Insomma il concept del film è: che succederebbe se tutti gli immigrati scomparissero dalla notte al giorno senza lasciare tracce? Carino, no? Però il film si perde dietro ai suoi personaggi o forse dietro agli attori, o forse dietro ai capezzoli della Lodovini che escono dal maglione di flanella. Stesso problema di altri film basati su un’idea interessante che serve solo per il trailer (vedi Immaturi, ad esempio).
Così Diego Abatantuono si diverte a fare la versione razzista e ipocrita di se stesso mentre Valerio Mastandrea è ancora l’indolente quarantenne incazzato col mondo (e stavolta armato). Ah, resta la Lodovini che grattuggia le battute inarcando la schiena sperando che uno sposti l’attenzione dal petto all’assenza delle sue proverbiali borse (lifting?) senza curarsi della recitazione.
Tra siparietti simpatici e sottotrame irrisolte o inutili, per tacer di colpi di scena senza senso rispetto ai rapporti tra i personaggi, l’autoindulgenza del film dichiara una resa incondizionata alla vecchia massima “italiani brava gente”. Ho l’impressione che non fosse questa l’intenzione originaria, ma che il livello si sia abbassato strada facendo per sopravvenuta paura di spingere sull’acceleratore.

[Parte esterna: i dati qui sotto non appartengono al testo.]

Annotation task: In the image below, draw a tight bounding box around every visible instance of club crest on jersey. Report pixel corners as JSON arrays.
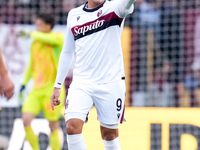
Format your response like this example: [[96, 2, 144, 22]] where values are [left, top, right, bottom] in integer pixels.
[[77, 16, 80, 21], [97, 10, 102, 17]]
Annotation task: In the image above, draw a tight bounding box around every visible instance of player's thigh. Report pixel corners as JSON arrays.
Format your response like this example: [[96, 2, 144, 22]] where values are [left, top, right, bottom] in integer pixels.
[[65, 82, 93, 122], [94, 80, 126, 128], [42, 85, 66, 121], [22, 89, 42, 116]]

L’impressione però è che molto di meglio non si potesse comunque fare, neanche osando: gli italiani – la maggior parte, io NO, ripeto – sono così: un po’ Mastandrea, un po’ Abatantuono, l’italia è questa –ahimè – e che sia un film Medusa a ricordarcelo ci fa solo girare ulteriormente le palle, visto che alla fine – e qui sta il limite del film – i personaggi restano uguali a se stessi e tutto cambia ma tutto resta uguale, nessuno impara niente tanto una soluzione si trova anche senza immigrati, come giustamente dice Abatantuono a un certo punto. La regia di Patierno però sembra appoggiarsi sulla mediocrità che racconta e procede senza guizzi, affastellando sottotrame per caricare i personaggi, ma senza un disegno preciso di dove andare a parare.  E’ il limite palese di un’idea che sulla carta pareva buona, ma che effettivamente non ha modo di svilupparsi se non per strade già battute, anzi sconfitte, come lasciar campo agli attori e sperare di portare a casa un sei politico.